Major shake-up for SA’s health system

26 July 2013

Health Minister Aaron Motsoaledi has announced a raft of major changes to South Africa’s health care system, starting in Gauteng province with the decentralisation of a number of functions from provincial health offices to the level of hospital CEOs and managers.

“A decision has been taken to implement a direct delivery system to certain categories of hospitals,” Motsoaledi said in Johannesburg on Thursday.

“It will start with central, tertiary, regional and specialised hospitals. This will ensure more efficient supply to these hospitals and free up the depot to deliver more effectively to district hospitals and primary health facilities.”

Hospitals in South Africa’s most populous province will, from Friday, be allowed to order medical products directly from pharmaceutical companies, in order to end the delays in hospitals and clinics getting their medical supplies.

A “rapid response team”, made up of clinical engineers, has also been set up to attend to the maintenance of hospital equipment on an urgent basis in “any province that experiences malfunction of equipment”, Motsoaledi said.

The team, which will be based at the Department of Health’s office in Pretoria, will be appointed on 1 August.

“It has become very common in our country that whenever NHI [National Health Insurance] is mentioned, critics will immediately point to the serious weaknesses in the public health care system,” Motsoaledi said. “They will point to the ineffectiveness of the health care system, the deteriorating quality of care, as well as constant stock-outs of essential drugs and other essential supplies.

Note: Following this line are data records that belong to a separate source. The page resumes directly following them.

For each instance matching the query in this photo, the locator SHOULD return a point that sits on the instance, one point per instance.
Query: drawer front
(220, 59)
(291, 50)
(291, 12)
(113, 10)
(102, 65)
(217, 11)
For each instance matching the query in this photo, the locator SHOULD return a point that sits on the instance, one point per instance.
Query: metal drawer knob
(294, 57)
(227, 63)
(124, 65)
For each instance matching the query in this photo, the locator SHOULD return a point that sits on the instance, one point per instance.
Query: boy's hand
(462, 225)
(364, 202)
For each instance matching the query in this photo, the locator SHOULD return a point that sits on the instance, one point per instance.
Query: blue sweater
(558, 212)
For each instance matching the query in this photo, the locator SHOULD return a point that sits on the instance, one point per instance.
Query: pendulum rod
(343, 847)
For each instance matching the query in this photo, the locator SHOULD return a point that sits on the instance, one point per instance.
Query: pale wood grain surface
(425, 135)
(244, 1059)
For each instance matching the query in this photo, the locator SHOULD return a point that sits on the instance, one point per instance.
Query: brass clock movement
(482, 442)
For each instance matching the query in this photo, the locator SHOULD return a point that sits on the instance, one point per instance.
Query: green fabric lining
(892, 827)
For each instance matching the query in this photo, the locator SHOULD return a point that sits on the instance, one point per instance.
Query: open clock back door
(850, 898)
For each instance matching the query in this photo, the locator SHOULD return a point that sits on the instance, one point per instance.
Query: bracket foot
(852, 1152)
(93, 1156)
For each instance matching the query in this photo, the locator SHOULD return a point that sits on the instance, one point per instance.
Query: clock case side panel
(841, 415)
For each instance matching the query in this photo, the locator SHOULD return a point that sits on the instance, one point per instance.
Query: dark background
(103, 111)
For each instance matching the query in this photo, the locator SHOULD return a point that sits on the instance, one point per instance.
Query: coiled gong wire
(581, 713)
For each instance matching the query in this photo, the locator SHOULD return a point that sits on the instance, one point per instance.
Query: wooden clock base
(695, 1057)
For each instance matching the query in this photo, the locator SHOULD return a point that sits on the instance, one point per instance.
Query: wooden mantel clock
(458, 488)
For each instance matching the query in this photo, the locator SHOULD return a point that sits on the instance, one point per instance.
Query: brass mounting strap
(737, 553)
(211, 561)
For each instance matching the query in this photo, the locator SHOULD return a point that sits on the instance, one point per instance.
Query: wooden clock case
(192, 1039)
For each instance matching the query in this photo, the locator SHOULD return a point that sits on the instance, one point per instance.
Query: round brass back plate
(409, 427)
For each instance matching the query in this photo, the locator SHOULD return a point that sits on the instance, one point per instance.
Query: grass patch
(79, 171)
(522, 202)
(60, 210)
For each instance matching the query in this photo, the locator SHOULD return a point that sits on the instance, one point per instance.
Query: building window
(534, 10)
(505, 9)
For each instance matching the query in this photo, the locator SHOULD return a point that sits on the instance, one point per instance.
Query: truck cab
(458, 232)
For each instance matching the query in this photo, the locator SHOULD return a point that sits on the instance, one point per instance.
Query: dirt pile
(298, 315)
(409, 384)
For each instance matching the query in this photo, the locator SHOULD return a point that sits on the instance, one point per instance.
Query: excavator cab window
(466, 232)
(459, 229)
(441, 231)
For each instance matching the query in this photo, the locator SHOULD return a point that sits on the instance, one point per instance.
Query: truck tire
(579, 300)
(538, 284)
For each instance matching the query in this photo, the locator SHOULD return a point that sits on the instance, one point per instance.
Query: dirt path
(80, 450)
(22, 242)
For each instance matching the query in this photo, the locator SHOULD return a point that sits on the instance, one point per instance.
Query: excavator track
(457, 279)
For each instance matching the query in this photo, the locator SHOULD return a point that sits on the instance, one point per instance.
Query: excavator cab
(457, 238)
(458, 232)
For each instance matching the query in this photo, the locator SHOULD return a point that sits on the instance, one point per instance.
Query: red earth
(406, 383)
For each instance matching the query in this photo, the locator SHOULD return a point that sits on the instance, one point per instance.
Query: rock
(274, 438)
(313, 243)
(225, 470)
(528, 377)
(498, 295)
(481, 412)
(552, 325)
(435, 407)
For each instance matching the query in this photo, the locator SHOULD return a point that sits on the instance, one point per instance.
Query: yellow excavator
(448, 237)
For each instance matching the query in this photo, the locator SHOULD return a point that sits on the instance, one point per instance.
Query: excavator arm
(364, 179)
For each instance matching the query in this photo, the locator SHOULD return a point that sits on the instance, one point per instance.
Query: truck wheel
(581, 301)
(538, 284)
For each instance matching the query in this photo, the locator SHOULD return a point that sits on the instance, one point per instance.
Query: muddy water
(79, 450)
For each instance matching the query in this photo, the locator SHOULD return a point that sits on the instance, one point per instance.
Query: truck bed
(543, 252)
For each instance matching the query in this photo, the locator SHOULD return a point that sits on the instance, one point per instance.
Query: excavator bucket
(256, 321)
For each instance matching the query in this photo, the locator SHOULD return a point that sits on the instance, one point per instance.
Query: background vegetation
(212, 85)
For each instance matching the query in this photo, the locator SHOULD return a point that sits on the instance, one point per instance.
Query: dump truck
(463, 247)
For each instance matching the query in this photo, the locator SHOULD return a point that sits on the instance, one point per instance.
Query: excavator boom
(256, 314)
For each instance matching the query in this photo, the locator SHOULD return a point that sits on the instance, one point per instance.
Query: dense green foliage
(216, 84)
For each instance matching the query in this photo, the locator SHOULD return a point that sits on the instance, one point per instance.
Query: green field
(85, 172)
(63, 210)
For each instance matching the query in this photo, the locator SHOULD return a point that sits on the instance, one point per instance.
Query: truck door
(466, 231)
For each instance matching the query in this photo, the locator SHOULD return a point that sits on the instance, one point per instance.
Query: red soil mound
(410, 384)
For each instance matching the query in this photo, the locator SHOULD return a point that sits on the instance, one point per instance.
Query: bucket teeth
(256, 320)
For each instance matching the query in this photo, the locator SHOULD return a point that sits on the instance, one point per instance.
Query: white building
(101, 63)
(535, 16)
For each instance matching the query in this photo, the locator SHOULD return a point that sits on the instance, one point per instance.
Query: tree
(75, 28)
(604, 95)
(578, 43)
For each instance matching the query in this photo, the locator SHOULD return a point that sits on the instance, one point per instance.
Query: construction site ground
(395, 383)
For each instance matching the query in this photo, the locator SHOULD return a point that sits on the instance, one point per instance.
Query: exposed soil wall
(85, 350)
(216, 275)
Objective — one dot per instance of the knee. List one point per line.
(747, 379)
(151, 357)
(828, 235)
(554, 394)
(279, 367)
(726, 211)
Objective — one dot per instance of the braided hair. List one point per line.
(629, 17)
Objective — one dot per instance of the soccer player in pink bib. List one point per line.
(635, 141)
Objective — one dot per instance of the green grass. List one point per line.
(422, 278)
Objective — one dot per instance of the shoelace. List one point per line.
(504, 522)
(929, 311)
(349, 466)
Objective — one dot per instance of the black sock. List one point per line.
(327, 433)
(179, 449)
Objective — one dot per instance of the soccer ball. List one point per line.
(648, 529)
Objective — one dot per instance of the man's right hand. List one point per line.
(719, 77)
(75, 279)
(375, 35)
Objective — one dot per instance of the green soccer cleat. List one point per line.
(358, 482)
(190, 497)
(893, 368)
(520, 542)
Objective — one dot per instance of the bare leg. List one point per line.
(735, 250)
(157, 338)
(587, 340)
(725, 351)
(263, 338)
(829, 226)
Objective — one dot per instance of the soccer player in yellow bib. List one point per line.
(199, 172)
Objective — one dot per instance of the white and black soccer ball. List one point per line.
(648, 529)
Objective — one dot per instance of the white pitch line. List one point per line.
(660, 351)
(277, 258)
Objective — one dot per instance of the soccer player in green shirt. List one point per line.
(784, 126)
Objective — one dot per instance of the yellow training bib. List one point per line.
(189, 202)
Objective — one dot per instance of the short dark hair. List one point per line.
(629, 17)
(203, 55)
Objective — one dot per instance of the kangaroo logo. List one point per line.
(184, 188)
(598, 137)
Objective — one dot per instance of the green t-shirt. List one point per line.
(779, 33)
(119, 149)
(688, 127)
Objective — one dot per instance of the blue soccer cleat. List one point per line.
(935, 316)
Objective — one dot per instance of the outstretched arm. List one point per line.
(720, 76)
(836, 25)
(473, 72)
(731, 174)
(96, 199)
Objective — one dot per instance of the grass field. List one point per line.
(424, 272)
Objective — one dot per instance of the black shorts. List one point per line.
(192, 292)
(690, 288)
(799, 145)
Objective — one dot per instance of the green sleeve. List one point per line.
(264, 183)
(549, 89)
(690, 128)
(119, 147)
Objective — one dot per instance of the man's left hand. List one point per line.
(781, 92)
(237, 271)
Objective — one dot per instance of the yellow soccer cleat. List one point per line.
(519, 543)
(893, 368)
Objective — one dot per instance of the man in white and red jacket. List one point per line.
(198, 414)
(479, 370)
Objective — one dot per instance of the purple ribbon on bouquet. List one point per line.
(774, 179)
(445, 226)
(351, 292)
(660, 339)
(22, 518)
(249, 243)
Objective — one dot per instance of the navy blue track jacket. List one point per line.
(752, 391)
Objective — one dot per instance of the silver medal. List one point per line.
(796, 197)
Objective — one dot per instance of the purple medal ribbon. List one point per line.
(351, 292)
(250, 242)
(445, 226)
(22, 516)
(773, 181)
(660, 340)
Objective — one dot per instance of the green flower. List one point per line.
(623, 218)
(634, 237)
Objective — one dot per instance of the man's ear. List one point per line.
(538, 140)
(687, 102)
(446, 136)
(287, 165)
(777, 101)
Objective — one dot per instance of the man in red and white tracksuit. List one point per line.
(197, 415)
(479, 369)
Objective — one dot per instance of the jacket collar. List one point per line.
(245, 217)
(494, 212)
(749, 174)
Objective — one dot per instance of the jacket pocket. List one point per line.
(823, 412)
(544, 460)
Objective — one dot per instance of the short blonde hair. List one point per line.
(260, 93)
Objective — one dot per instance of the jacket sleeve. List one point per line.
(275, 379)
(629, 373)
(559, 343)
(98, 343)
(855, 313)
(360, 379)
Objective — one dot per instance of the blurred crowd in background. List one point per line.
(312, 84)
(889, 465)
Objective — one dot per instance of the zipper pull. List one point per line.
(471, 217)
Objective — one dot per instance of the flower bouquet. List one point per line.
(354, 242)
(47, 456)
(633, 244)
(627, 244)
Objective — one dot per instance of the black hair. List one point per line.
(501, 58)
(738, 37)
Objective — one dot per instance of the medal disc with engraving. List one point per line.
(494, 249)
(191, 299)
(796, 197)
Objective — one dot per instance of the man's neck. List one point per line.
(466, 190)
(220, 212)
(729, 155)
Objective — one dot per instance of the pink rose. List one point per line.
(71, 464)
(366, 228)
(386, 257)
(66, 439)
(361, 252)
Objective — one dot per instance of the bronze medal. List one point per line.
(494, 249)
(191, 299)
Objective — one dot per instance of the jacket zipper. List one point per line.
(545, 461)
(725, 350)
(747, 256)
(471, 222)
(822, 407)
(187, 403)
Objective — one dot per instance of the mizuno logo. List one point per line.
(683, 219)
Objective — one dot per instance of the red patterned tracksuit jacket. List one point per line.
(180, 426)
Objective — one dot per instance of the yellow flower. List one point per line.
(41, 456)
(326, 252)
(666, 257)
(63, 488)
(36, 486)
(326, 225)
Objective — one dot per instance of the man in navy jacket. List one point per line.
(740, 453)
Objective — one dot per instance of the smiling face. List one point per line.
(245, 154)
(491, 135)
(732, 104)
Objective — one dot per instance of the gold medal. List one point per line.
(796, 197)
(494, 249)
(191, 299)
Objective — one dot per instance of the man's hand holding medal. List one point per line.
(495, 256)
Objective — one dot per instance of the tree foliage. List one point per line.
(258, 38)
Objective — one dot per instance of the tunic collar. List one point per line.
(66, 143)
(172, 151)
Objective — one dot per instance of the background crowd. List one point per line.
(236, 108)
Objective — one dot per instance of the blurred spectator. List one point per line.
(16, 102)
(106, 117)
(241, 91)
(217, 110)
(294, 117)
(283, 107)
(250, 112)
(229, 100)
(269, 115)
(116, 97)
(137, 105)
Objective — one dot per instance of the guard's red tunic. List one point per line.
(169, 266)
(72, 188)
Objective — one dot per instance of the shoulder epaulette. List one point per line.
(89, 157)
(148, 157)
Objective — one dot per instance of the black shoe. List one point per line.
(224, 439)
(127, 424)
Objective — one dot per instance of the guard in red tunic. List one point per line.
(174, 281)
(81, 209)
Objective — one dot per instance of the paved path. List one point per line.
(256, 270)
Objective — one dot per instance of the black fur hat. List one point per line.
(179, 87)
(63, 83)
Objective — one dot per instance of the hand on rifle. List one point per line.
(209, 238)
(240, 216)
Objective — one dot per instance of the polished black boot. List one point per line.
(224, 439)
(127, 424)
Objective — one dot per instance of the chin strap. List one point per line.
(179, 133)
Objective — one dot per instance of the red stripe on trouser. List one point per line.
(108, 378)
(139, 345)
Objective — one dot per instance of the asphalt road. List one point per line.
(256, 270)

“Quite often stories will emerge about non-functioning equipment, whereby patients are forced to wait for long times to the detriment of their health.”

He said the time for change in South Africa’s health system had come.

“The time has arrived that we should part with such a scenario and usher in a totally new era of development. We believe that this is an area where things must be done so well that the rest of the country must learn from.”

As part of the major shake-up, Motsoaledi announced that:

  • Hospital CEOs have been given a “contingency budget” for emergency procurement of non-negotiables on an urgent basis to do away with delays and “stock-outs” of essential items. They will also be given the power to buy equipment worth less than R500 000 on a quotation basis.
  • A health care “war room”, called the Cost Centre Management System, is being set up at the Department of Health’s office in Pretoria to monitor the availability of medicines and other essentials via other cost centres that will be based at regional and district hospitals.
  • Clinicians will be given decision-making powers on matters relating to their services, including monitoring the availability of non-negotiables, availability of equipment and consumables.
  • A committee made up of clinicians will meet monthly to assess the maintenance of essential equipment, compile a list of equipment that will be forwarded directly to suppliers to eliminate the middle man.

“A team of eight clinical engineers is being put together with a view to dispatching them to hospitals to do a rapid assessment of medical equipment and to establish which equipment should be repaired or replaced.”

Motsoaledi said that while these changes only affected Gauteng province, he would soon present the plan to the other provinces, and was confident that they would embrace and implement it.

He said, meanwhile, that a partnership with retail and community pharmacies and chain stores was being considered to allow stable patients with chronic illnesses, who did not need to see a doctor but had to collect their monthly medicine, could get their medicines at alternative points.

This, he said, would ease the pressure on an overstretched health system that already supplies millions of chronic medicines every month.